Some Things to Consider When Building a Property in Thailand

The current infrastructural developments in Thailand make it an exciting time for foreign investors to cash in by making some investments in the economy of Southeast Asia’ second-largest market. As part of their investment, it’s quite common for big companies to want to establish their own buildings for their headquarters in Thailand.

Let’s back up a bit. You might be wondering how foreign-owned companies are able to build their own headquarters in Thailand when, in fact, it is illegal for aliens to acquire and own land in the Kingdom. It turns out, as we pointed out in a separate article, foreigners CAN own land in Thailand when they satisfy one of three special criteria – they can either make a THB40 million investment into the economy, or they create a limited company in Thailand.

Some Points to Consider

If you’re thinking about investing in land and building a commercial property on it, here are some points that you should consider before you begin your construction project:

  • Take note of related legislation in the area, like zoning laws and building regulations.
  • Find out if the land falls within the government’s power of expropriation – you could end up having your property partly salvaged to make way for developments.
  • The land owner does not have any litigation or bankruptcy procedure pending before local courts.
  • There are no third parties with priority rights to the property.
  • The location of the land does not, even partially, encroach on a public property or a nature reserve zone.
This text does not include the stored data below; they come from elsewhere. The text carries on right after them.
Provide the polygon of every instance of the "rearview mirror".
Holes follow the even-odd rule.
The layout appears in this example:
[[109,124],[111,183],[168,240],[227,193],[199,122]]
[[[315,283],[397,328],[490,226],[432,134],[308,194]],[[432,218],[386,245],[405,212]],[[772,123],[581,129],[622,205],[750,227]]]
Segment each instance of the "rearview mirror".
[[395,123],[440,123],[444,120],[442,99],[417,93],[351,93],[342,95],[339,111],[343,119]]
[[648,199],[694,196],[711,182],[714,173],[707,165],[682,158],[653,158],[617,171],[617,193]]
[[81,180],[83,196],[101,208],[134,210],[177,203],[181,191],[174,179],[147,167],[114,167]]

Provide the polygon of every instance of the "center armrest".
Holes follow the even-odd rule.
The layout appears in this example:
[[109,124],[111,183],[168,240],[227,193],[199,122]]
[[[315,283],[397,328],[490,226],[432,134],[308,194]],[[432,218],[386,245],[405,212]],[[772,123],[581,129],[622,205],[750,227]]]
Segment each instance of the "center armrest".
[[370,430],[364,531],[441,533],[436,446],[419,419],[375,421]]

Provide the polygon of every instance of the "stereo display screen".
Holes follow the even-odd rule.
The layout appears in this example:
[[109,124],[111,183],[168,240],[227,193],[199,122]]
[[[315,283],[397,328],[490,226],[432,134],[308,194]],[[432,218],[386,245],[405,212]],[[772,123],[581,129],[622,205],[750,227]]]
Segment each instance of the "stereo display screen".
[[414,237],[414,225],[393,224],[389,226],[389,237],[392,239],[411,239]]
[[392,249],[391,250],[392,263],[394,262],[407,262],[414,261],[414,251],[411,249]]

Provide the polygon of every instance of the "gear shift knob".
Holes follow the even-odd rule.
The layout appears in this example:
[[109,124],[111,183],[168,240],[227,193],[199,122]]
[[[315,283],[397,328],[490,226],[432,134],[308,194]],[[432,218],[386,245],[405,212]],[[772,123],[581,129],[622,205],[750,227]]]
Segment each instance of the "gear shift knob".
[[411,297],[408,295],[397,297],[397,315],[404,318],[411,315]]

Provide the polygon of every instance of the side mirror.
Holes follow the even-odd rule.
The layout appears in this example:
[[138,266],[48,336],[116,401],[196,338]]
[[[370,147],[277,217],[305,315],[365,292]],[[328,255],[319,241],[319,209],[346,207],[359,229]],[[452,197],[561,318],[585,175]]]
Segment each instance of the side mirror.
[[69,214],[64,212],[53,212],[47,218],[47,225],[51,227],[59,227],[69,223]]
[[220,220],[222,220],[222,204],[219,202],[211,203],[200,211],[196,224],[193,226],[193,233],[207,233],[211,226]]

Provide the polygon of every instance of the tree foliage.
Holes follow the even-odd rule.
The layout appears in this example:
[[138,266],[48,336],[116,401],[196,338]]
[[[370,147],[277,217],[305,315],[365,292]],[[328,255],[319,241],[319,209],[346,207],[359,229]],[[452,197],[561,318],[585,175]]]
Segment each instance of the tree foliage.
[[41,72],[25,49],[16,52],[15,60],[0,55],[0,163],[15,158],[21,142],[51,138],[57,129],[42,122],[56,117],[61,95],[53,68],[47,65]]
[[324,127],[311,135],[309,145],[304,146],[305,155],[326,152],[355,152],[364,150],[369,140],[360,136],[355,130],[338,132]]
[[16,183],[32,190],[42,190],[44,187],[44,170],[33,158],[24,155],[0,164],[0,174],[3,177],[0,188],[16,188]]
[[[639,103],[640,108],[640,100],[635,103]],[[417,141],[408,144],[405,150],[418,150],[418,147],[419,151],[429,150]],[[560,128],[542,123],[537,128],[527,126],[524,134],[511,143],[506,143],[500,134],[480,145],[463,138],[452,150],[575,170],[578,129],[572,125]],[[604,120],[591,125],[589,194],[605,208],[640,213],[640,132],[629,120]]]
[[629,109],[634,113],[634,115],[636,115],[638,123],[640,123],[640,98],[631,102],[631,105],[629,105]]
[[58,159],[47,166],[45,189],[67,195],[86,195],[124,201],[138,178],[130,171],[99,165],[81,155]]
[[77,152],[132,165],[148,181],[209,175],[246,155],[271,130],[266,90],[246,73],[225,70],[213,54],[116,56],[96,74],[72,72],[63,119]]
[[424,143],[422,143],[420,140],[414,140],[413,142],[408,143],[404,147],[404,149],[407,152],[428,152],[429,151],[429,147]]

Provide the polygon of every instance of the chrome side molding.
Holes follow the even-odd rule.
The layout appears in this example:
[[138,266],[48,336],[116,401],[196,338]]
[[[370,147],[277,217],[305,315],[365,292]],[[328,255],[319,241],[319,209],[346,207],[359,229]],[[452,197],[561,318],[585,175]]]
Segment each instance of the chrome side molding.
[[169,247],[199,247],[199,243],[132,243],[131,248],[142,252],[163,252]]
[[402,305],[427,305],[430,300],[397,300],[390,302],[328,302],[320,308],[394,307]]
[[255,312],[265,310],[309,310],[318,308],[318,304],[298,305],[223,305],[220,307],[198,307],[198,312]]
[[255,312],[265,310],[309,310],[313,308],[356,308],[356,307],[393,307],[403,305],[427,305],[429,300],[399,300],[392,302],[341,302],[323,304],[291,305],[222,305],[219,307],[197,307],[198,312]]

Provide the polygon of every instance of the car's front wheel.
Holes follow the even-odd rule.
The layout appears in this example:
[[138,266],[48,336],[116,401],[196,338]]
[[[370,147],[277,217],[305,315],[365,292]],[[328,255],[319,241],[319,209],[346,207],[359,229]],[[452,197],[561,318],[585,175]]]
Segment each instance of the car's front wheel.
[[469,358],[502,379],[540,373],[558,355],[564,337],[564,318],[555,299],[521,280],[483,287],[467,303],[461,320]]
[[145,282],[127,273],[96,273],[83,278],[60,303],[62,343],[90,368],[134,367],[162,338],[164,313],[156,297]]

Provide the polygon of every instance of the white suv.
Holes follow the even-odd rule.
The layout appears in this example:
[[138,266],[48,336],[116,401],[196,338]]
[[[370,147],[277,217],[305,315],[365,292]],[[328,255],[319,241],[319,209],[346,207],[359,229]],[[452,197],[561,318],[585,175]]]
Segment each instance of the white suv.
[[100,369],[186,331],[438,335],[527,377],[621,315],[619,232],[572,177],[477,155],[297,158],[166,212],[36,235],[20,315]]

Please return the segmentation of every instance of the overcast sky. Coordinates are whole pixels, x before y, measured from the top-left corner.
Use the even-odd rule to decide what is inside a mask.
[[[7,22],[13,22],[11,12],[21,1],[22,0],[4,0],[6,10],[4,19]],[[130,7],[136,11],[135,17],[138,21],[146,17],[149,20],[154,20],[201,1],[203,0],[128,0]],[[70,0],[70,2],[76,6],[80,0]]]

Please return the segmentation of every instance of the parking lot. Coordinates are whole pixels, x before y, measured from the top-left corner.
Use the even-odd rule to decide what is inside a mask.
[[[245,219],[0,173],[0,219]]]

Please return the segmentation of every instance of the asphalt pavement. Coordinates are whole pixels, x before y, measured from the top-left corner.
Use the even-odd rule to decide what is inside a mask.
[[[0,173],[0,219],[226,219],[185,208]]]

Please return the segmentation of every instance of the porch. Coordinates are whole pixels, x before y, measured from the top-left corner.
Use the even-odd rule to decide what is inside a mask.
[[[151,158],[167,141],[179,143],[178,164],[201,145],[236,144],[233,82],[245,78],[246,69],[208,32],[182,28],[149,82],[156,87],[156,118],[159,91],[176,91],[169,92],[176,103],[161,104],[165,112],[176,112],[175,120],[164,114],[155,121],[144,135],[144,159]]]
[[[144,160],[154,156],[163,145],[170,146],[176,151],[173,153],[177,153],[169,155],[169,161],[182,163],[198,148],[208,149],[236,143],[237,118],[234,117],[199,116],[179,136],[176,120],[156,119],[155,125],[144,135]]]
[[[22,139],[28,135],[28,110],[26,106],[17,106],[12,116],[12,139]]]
There are many other concerns aside from these, so it’s always best to have somebody with you that you can trust and has a working knowledge of the ins and outs of acquiring land in Thailand. If you’re thinking of going by the agent route, you might want to ask a lot of questions – these are sales personnel who, while bound by law to inform their clients, will not volunteer much if you don’t ask.

How to Secure a Building Permit

To secure a building permit, you will need to make an application with the relevant government agency. In the capital, the relevant agency is the Bangkok Metropolitan Authority. Securing a building permit requires you to prepare documents, which include the following:

  • Corporate registration documents
  • Copy of land title deed
  • Applicant identification cards
  • Building plan
  • Written permissions from architect and engineer
  • Payment of fees
  • Water treatment system, if building a hospital, market, or industrial factory
  • Lease permission if land is leased

Always Consult a Lawyer!

It is always best to err on the side of caution when it comes to investing, most especially in a country that you’re not familiar with. Thailand’s laws are, in a sense, very friendly towards foreign investors but you will still need to be very well-versed in their legislation in order to do it by yourself. The best course of action to take when you’re looking to build a property in Thailand is to tap the services of a legal advisor, particularly one who is well-versed in both Thai law and the Thai language.